Medium Neutral Citation: AKA v Commission for Children and Young People [2013] NSWADT 131
Hearing dates:29 April 2013
Decision date: 07 June 2013
Jurisdiction:Community Services Division
Before: L Goodchild, Judicial Member
Decision:

The Act is not to apply to the Applicant in respect of the offence of indecent assault committed in February 1994.

Catchwords: Declaration applicant not a prohibited person
Legislation Cited: Commission for Children and Young People Act, 1998.
Child Protection (Prohibited Employment) Act, 1998.
Child Protection (Working with Children) Act, 2012 No. 51.
Child Protection (Working with Children Regulations 2012.
Cases Cited: Commissioner for Children and Young People v FZ [2011] NSWCA 111
Commissioner of Children and Young People v VR [2012] NSWSC 1385
Commissioner for Children and Young People v BR [2012] NSWSC 1385
Commissioner of Children and Young People v V (2002) SC 949; 56 NSWLR 476:
CR v Commissioner for Children and Young People [2002] NSWIRComm 101
R v Commissioner for Children and Young People [2002] NSWIRComm 101
VR v Commissioner for Children and Young People [2012] NSWADT 83
Category:Principal judgment
Parties: AKA (Applicant)
Commissioner for Children and Young People (Respondent)
Representation: Counsel
R Lee (Respondent)
Mr. Tunks (Applicant)
Crown Solicitors Office (Respondent)
File Number(s):124017
Publication restriction:Section 126 of the Administrative Decisions Tribunal Act, 1997 applies.

reasons for decision

  1. In 1995, the Applicant was convicted of one count of indecent assault pursuant to Section 61L of the Crimes Act 1900. The offence is punishable by a term of imprisonment of up to 5 years. Accordingly, the offence of indecent assault falls within the definition of serious sex offence for the purposes of the Commission for Children and Young People Act, 1998 ("the Act"). This is referred to as the 'index offence'. The victim was an adult. The offence was committed on 3 or 4 February 1994.

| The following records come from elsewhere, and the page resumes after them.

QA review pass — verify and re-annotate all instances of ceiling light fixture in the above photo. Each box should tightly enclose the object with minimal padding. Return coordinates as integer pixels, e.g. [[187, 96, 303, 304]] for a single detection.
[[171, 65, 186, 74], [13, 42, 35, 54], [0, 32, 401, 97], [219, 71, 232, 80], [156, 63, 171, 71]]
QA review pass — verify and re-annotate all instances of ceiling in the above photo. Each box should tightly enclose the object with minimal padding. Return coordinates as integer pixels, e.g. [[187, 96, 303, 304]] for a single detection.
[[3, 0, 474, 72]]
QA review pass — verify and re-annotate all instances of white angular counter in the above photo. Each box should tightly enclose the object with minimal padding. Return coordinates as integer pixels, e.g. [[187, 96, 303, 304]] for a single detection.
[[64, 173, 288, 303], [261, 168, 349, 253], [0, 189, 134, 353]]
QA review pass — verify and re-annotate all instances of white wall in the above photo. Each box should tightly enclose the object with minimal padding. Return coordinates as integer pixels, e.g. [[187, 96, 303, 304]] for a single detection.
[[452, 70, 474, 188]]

  1. As a result of the commission of the above offence, the Applicant is a prohibited person and s. 33C of the Act applies such that there is an absolute prohibition on the Applicant engaging in child related employment without an exemption from this Tribunal.

Circumstances of the Index Offence

  1. The following summary provides the circumstances of the index offence. The offence was committed between 2am and 4am in February 1994 in a residential unit block. The Applicant and another male had met the victim and another female at a bar earlier in the evening. The Applicant and the other male person accompanied the victim and the other female back to an apartment. The Applicant was intoxicated on the evening, as was the victim. The facts disclose that at one stage when the Applicant went to shower to 'sober up', he came out of the bathroom and the victim was passed out on a bed in the apartment. The applicant removed the clothing of the victim. He removed his own clothing and lay on the victim before the other male person removed him. The victim was unconscious at the time of the offence. The applicant attempted to encourage the other male person to 'join in' the activity.

  1. The Applicant was charged with one offence of commit act of indecency under s. 61L of the Crimes Act 1900. This offence carries a maximum penalty of five years imprisonment for a person dealt with on indictment. The offence is capable of being dealt with summarily in the Local Court as it is a Table 2 offence under the Criminal Procedure Act, 1986.

Evidence before the Tribunal

  1. The Applicant relied upon a report from forensic psychologist Tim Watson-Munro dated September 2012 and a number of character references from September 2012. It is apparent on the face of the references that the authors of those references were aware of the charge.

  1. The Applicant was cross-examined.

  1. The respondent relied a tender bundle containing the NSW Police Service material relating to the charging and conviction of the Applicant of the index offence.

  1. The respondent tendered a report from Dr Katie Seidler dated 19 October 2012. Dr Seidler, a forensic psychologist, interviewed the applicant in her rooms on 17 October 2012.

Legal Principles

  1. The legal principles applicable to the making of the declaration by this Tribunal are well known.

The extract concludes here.